OSI参照モデルのレイヤー3(ネットワーク層)で必要になるのが「IPアドレス」だ。似た役割を持つ「MACアドレス」とは何が違うのか。
前編「いまさら聞けない、IPアドレスだけでなく『MACアドレス』が必要な理由」では、物理的にデバイスを特定するための識別番号である「MAC(メディアアクセス制御)アドレス」が、インターネット通信において担う役割を説明した。データを滞りなく送受信するにはMACアドレスの他に、ネットワークで割り当てられる識別番号である「IPアドレス」が必要だ。本編ではIPアドレスの役割や、MACアドレスとIPアドレスの違いを解説する。
「IP」は、インターネットに接続しているデバイスの通信方法を制御するプロトコルだ。ネットワークを階層化して定義したOSI参照モデルでは、レイヤー3(ネットワーク層)に該当する。インターネットでは当初、「IPv4」が使用されていたが、現在は「IPv6」への移行が進んでいる。
ネットワークに接続しているデバイスを識別するのが、IPアドレスの役割だ。IPv4アドレスは32bitで構成され、一般に10進数の数字4つをドットで区切って表現する。「000.000.000.000」から「255.255.255.255」までの番号を使用できる。特定の用途に予約されていて使用できない番号が多数ある。
IPアドレスはネットワークを識別する番号とデバイスを識別する番号に分かれている。先頭の8bit目から31bit目までの一部がネットワークを識別するための番号であり、残りがそのネットワーク内のデバイスを識別するための番号になる。インターネットに接続するデバイスが急増したことにより、IPv4アドレスの枯渇問題が浮上し、IPv6が開発される一因となった。

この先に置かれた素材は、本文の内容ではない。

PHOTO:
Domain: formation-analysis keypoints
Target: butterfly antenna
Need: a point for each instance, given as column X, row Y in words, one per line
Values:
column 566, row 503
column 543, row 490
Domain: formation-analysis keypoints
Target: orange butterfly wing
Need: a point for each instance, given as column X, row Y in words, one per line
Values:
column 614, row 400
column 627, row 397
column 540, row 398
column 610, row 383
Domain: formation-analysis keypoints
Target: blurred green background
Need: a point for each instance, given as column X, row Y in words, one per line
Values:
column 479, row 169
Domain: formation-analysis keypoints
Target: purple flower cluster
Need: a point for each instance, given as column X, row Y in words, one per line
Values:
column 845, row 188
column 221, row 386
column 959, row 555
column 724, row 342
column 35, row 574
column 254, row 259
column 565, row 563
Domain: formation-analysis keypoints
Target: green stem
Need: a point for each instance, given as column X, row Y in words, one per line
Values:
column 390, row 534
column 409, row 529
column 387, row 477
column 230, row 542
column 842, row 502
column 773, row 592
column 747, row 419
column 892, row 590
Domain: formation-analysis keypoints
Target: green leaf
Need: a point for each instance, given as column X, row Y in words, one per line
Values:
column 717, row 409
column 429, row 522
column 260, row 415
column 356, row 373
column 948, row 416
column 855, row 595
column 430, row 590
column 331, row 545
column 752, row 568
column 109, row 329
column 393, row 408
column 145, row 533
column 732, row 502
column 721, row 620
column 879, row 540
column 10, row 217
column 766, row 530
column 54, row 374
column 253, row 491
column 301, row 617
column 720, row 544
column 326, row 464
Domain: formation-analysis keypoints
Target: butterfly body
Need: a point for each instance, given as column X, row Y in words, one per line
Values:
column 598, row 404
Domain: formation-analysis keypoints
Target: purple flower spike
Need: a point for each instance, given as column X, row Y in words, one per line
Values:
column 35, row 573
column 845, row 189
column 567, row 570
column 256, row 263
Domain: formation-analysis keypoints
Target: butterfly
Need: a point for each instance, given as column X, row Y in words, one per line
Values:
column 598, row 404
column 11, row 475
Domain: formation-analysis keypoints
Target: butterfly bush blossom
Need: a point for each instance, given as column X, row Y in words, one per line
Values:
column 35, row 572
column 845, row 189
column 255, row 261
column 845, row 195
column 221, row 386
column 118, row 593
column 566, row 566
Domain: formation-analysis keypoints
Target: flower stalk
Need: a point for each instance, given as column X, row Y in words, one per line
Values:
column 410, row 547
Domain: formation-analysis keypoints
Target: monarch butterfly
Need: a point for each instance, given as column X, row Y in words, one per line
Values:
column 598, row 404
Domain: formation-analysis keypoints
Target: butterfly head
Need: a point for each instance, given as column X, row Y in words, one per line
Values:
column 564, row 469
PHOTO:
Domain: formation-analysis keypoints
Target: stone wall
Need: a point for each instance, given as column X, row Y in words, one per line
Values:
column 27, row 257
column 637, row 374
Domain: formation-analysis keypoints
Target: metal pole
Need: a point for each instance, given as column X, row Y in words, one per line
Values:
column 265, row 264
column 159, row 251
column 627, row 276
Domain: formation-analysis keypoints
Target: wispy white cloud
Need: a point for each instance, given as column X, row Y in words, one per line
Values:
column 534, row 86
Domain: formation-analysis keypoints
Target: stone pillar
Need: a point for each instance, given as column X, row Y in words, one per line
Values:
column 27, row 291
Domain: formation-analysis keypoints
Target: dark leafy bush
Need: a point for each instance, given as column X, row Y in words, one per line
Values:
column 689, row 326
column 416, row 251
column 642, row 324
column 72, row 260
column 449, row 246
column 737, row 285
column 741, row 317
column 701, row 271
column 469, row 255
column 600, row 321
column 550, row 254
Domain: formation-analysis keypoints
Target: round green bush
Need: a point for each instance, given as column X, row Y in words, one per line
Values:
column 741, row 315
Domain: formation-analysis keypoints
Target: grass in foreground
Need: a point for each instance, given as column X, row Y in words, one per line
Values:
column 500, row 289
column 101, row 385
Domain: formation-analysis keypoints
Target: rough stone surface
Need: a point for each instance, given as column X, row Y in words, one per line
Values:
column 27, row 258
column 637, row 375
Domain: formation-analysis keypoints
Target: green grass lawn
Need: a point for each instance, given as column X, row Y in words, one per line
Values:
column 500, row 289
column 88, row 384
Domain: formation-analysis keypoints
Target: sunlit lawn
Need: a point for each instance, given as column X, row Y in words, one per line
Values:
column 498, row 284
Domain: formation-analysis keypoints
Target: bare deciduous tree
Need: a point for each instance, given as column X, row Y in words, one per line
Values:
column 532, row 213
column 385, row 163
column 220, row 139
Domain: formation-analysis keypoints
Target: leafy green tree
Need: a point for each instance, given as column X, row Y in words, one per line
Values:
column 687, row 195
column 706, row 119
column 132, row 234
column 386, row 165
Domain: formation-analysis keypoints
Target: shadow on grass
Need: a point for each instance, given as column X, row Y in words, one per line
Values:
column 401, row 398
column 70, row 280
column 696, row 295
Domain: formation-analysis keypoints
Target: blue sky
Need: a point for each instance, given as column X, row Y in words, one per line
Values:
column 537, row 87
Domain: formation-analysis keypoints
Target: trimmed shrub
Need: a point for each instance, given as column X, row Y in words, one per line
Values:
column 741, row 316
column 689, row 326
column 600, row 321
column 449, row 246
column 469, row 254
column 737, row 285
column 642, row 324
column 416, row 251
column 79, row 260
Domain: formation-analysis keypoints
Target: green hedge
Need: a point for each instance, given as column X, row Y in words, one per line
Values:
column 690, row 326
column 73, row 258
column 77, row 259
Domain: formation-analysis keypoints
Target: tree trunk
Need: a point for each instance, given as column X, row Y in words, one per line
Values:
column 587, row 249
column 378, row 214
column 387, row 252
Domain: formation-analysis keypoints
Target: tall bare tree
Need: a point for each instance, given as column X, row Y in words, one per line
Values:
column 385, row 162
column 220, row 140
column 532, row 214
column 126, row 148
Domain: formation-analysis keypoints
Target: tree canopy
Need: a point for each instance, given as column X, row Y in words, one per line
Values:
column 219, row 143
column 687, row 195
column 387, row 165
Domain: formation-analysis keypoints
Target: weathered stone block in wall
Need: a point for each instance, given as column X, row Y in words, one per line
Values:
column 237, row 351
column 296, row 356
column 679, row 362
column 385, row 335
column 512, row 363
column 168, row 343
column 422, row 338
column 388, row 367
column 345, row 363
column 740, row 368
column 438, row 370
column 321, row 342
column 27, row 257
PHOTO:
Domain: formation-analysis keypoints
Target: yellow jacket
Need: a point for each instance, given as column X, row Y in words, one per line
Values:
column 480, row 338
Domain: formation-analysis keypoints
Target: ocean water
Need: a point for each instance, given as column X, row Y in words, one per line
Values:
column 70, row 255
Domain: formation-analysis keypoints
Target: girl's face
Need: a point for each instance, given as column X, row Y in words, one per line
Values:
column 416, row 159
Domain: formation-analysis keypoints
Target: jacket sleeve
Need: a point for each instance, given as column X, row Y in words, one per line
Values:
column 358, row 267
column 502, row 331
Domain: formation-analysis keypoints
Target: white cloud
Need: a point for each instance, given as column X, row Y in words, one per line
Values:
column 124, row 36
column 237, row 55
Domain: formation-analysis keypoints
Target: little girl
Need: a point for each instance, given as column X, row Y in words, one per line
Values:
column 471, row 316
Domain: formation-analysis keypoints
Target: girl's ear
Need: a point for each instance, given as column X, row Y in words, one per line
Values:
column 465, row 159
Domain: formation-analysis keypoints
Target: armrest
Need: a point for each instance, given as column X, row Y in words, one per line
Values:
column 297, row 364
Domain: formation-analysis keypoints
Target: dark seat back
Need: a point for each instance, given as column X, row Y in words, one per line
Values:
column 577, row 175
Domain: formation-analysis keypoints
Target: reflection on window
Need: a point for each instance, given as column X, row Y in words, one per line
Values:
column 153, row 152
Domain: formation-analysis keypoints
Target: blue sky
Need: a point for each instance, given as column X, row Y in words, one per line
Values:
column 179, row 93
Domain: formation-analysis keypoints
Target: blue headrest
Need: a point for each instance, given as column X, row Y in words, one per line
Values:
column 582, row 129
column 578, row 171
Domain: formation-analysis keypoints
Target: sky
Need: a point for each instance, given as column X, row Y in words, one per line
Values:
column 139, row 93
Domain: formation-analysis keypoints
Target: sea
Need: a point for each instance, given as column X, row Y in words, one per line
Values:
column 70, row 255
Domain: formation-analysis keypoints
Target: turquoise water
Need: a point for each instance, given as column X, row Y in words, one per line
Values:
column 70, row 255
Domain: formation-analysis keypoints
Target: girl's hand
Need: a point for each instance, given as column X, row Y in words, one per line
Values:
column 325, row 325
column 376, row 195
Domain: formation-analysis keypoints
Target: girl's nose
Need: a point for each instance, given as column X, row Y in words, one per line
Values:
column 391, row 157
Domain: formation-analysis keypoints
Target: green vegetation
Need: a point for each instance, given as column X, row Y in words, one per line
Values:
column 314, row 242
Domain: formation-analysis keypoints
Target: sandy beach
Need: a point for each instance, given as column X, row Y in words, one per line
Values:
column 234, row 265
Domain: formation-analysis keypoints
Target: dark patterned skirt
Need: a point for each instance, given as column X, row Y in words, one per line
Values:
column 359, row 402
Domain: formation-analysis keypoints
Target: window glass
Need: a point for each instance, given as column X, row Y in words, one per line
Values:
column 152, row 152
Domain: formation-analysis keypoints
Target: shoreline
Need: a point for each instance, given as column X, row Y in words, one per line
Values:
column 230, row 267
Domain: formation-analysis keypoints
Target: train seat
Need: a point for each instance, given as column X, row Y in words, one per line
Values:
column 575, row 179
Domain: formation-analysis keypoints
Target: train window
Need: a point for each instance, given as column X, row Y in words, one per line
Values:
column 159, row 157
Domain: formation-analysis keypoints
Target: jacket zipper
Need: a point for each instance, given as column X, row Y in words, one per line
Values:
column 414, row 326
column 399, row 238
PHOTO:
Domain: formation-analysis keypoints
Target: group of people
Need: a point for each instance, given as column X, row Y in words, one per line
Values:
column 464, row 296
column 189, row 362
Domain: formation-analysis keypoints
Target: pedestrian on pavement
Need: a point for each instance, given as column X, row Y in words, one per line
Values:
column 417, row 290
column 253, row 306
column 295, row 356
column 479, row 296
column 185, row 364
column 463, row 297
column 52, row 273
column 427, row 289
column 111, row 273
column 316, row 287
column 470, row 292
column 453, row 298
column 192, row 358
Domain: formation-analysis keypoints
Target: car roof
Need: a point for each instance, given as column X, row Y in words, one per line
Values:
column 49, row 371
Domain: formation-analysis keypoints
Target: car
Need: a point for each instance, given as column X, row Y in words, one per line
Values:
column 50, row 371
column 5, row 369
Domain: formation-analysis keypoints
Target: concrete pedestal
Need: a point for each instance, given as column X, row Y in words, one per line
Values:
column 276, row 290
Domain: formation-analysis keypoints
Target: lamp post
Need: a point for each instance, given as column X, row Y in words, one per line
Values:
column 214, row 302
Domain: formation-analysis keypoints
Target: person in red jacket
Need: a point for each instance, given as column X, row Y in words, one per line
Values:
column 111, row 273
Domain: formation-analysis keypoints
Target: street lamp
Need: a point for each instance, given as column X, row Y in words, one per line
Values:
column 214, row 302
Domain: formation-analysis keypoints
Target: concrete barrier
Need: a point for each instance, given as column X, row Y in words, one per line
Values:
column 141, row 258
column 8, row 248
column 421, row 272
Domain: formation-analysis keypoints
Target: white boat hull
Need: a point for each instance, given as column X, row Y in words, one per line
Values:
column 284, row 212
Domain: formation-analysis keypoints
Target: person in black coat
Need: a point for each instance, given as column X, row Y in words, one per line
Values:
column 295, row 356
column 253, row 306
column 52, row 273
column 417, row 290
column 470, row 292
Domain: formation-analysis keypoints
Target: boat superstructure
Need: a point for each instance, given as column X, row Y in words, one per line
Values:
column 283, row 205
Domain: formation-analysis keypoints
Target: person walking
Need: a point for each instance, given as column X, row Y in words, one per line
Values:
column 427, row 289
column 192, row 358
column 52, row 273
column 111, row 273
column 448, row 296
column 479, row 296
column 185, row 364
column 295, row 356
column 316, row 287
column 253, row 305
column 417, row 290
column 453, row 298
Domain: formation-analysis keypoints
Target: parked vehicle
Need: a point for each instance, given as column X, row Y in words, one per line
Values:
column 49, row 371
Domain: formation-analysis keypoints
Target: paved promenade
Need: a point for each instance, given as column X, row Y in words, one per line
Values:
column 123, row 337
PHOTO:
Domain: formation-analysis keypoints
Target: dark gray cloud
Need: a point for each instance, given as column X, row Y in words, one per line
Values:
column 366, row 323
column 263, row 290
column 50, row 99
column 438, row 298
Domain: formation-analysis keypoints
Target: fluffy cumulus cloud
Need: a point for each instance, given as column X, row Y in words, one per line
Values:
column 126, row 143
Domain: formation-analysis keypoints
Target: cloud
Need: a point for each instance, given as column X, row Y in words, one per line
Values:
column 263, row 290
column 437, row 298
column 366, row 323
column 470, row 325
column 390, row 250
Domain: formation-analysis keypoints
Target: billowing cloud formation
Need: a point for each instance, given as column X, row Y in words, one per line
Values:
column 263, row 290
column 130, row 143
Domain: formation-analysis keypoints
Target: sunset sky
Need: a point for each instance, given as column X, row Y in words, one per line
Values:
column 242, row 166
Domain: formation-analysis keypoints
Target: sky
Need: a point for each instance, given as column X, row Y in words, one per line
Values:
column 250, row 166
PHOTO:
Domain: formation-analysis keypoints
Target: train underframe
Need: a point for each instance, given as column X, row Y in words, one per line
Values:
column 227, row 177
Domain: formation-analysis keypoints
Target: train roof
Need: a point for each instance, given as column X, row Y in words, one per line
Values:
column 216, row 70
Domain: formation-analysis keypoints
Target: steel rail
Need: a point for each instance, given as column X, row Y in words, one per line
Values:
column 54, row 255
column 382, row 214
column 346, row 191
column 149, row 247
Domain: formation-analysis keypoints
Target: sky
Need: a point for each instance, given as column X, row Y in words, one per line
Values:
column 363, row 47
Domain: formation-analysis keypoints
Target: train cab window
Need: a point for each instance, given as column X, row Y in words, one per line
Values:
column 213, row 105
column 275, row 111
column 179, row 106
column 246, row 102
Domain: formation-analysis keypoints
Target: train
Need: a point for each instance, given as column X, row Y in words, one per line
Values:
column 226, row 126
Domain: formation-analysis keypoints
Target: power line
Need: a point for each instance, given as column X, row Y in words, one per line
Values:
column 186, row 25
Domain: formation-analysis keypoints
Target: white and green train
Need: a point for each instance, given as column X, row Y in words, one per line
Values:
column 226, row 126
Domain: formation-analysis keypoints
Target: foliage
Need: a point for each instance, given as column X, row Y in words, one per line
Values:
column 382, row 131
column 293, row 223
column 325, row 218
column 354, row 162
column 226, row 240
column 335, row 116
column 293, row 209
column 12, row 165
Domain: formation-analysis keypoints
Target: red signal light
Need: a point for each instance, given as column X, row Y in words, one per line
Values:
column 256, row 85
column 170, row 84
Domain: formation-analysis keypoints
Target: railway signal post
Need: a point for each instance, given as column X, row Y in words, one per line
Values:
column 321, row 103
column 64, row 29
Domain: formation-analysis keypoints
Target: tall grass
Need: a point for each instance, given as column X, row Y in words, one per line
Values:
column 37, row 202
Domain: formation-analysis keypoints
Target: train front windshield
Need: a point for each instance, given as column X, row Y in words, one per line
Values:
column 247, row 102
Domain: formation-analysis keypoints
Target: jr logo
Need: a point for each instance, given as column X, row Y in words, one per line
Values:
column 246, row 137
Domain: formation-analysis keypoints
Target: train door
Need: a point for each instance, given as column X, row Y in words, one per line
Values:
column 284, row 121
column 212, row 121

IPv6アドレスは128bitで構成される。前半の64bitがネットワークを識別するための番号で、後半の64bitがそのネットワーク内のデバイスを識別するための番号となっている。「FEDC:BA98:7654:3210:0123:4567:89AB:CDEF」のように、16進数の数字4桁、8組をコロンで区切って表現する。各種の省略表記規則を用意している。